# 2007 Big Smoke - Courtesy of SeriousCigars.com



## Turk10mm (Aug 5, 2007)

As many of you know, Ron at Seriouscigars was nice enough to let me tag along with the winners of his contest. I was treated as if I had won myself and could not have asked for a more enjoyable experience. 

I was able to smoke great cigars with great guys from all over the country, including some local fellas that I've never met before.

Below are just a few pictures that I snapped when I thought about taking pictures. The rest of the time I was too busy having fun.

Thanks Ron for the great times!


----------



## GatorMike (Sep 23, 2007)

Cool! Looks like you had a great time.


----------



## Ceedee (Jun 2, 2006)

Awesome Tony, thanks for sharing and making me jealous as hell!!! 

CD


----------



## tx_tuff (Jun 16, 2007)

Thats awesome, man it sucks I didn't go! So you need to give some info on the day time events.


----------



## Marlboro Cigars-cl (Feb 19, 2007)

Great shots; thanks for sharing.


----------



## Jonjonmacky (Oct 30, 2007)

why cant i ever see the pictures display!!!


----------



## boomerd35 (Apr 24, 2007)

Looks like a good time.
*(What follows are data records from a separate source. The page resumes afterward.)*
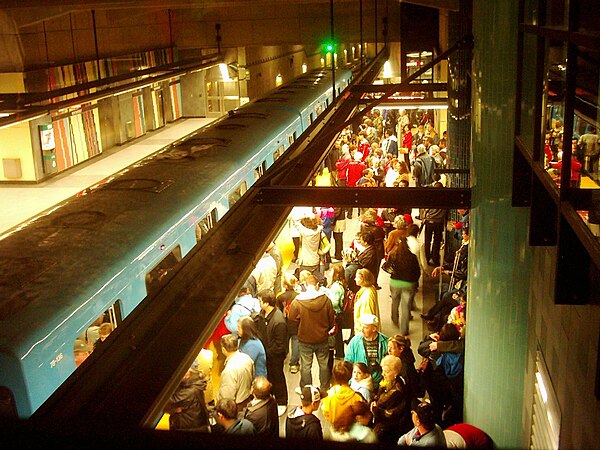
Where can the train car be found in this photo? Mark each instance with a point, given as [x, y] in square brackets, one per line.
[101, 253]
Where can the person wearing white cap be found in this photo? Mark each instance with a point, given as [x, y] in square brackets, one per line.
[369, 347]
[301, 422]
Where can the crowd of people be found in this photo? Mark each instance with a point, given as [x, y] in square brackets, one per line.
[370, 386]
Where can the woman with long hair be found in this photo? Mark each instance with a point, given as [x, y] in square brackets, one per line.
[403, 283]
[336, 292]
[365, 301]
[252, 346]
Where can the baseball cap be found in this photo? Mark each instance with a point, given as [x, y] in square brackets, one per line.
[369, 319]
[310, 392]
[425, 413]
[80, 346]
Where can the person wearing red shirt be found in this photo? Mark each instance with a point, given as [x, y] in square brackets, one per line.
[355, 170]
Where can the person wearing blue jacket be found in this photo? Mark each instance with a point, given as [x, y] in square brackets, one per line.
[369, 347]
[245, 305]
[251, 345]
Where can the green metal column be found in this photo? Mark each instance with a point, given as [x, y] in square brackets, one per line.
[499, 255]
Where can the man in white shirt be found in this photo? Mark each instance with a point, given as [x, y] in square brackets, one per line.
[237, 375]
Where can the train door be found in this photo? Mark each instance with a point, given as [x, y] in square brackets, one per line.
[96, 332]
[237, 193]
[158, 108]
[278, 152]
[260, 170]
[156, 276]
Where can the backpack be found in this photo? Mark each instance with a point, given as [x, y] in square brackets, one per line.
[348, 301]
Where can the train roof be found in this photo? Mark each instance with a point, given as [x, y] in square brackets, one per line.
[301, 91]
[64, 256]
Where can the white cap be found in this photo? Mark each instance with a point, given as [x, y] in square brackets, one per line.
[369, 319]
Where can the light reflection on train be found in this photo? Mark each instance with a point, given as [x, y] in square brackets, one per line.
[95, 257]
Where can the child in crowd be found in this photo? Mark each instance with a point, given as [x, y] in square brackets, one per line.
[361, 381]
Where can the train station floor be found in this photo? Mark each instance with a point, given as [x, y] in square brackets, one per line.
[22, 202]
[423, 301]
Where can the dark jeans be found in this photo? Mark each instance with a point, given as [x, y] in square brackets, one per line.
[321, 351]
[277, 378]
[339, 245]
[433, 241]
[295, 351]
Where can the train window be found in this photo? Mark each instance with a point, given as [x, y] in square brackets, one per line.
[205, 224]
[155, 277]
[8, 408]
[96, 332]
[277, 153]
[237, 193]
[260, 170]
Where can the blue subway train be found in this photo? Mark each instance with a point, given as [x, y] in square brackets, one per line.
[96, 256]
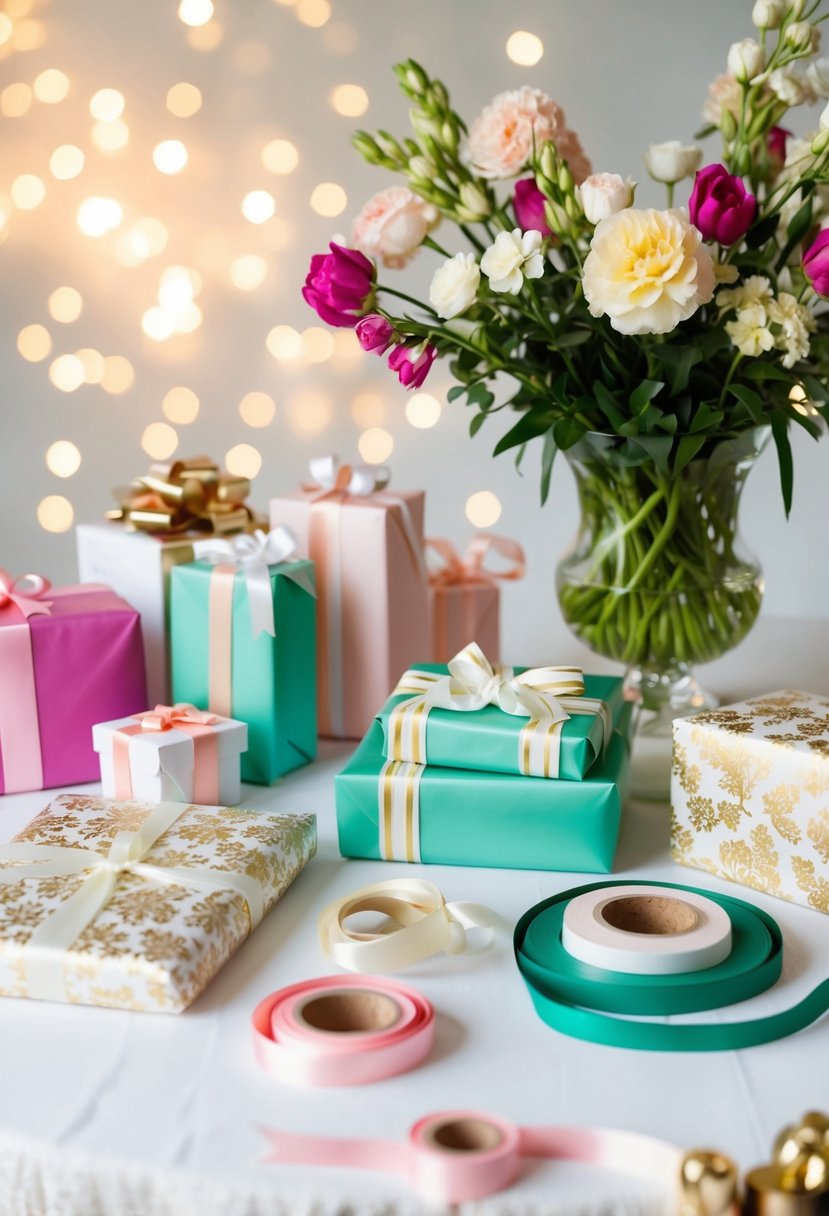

Thanks for posting.


----------



## tobacmon (May 17, 2007)

Thanks for the PIC's--looks like everyone enjoyed themselves very much..


----------



## mhlatke (Oct 13, 2007)

Great pics - looks like you had a fantastic time.


----------



## Bullybreed (Jun 25, 2007)

great pics thanks for sharing!


----------



## TOJE (Jan 1, 2000)

It was great hangin' with you guys on Friday night!! What a great group you have.
Thanks for your support!!

Steve


----------



## canney (Sep 2, 2007)

Jonjonmacky said:


> why cant i ever see the pictures display!!!


Set your privacy settings to medium, and I bet you will see the pics


----------



## JohnR (Apr 1, 2007)

Wow, what a sausage party!


----------